Madrilenian Veal Tripe


Rating: 2.33 / 5.00 (3 Votes)


Total time: 5 min

Servings: 6.0 (servings)

Ingredients:





















Instructions:

Info: Veal tripe is very thin, usually precooked and therefore only needs to be blanched briefly from scratch. (Beef tripe should be boiled from scratch for about 20 minutes in salted water with a dash of vinegar).

Rinse, clean, cut into pieces and soak in vinegar and plenty of salt for at least 1 hour. Drain in a sieve, rinse with cold water, drain and dry with kitchen paper.

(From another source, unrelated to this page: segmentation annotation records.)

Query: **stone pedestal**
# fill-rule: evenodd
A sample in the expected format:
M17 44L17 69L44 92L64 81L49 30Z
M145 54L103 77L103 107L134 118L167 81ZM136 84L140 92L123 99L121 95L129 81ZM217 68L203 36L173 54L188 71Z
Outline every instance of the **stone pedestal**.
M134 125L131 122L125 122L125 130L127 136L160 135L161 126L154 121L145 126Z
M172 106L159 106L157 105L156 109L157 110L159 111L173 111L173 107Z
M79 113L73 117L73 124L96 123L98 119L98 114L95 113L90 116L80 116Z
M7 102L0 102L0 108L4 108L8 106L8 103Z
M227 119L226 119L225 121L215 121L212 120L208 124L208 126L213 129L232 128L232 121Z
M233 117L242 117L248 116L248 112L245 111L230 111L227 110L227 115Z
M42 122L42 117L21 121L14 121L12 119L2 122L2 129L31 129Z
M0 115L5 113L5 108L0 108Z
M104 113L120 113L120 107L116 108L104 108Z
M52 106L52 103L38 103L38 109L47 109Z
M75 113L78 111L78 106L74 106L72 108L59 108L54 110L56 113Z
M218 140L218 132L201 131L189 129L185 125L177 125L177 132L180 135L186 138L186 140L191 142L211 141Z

2. put the pieces of meat in a saucepan and cover with cold water, let it boil, drain and renew the water.

3. Cut 1 onion into pieces and add. Add cloves, chili pepper, pepper, 4 cloves of garlic, bay leaves and a little salt. Cook until meat is tender, then remove and cut into pieces. Put the clear soup aside.

4. heat oil in a frying pan, fry sliced paprika sausage and diced ham. Set aside.

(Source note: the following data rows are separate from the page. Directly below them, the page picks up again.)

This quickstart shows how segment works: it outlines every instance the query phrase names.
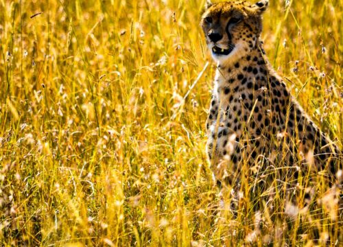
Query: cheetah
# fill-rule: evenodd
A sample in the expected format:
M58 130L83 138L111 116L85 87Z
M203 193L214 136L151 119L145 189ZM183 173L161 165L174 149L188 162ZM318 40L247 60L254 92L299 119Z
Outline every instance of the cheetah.
M209 3L201 19L217 62L206 128L206 153L217 180L242 161L307 164L335 174L341 150L304 112L272 69L260 39L267 0Z

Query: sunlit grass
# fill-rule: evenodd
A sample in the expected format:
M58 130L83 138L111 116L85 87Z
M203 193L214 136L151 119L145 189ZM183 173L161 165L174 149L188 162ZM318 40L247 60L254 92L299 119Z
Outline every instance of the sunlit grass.
M329 185L303 212L282 183L256 187L259 175L242 179L236 217L220 195L205 154L215 67L202 1L0 1L1 245L342 244ZM270 1L264 48L342 148L342 1L286 2Z

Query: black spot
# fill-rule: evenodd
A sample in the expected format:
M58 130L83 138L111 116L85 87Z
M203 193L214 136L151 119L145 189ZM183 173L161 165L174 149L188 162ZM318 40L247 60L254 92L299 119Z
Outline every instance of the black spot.
M235 156L235 154L233 155L233 163L236 163L237 161L237 156Z
M256 151L252 152L252 153L251 154L251 156L252 157L252 158L256 158Z
M223 129L218 132L218 138L222 137L222 136L226 136L228 134L228 130L226 129Z
M298 126L298 128L299 129L299 131L300 131L300 132L302 132L302 131L303 131L303 125L302 125L302 124L299 124L299 125Z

5. peel and chop the other onion and garlic cloves, sauté until soft. Peel the tomatoes, remove the seeds, cut them into pieces and add them. Add paprika powder and 1 tbsp of clear soup. 6.

Put all the ingredients in an earthenware dish, season with salt and pour a little clear soup over it. Cook for 20 minutes and bring to the table immediately.

Tip: It is best to use your favorite ham – then your dish will taste twice as good!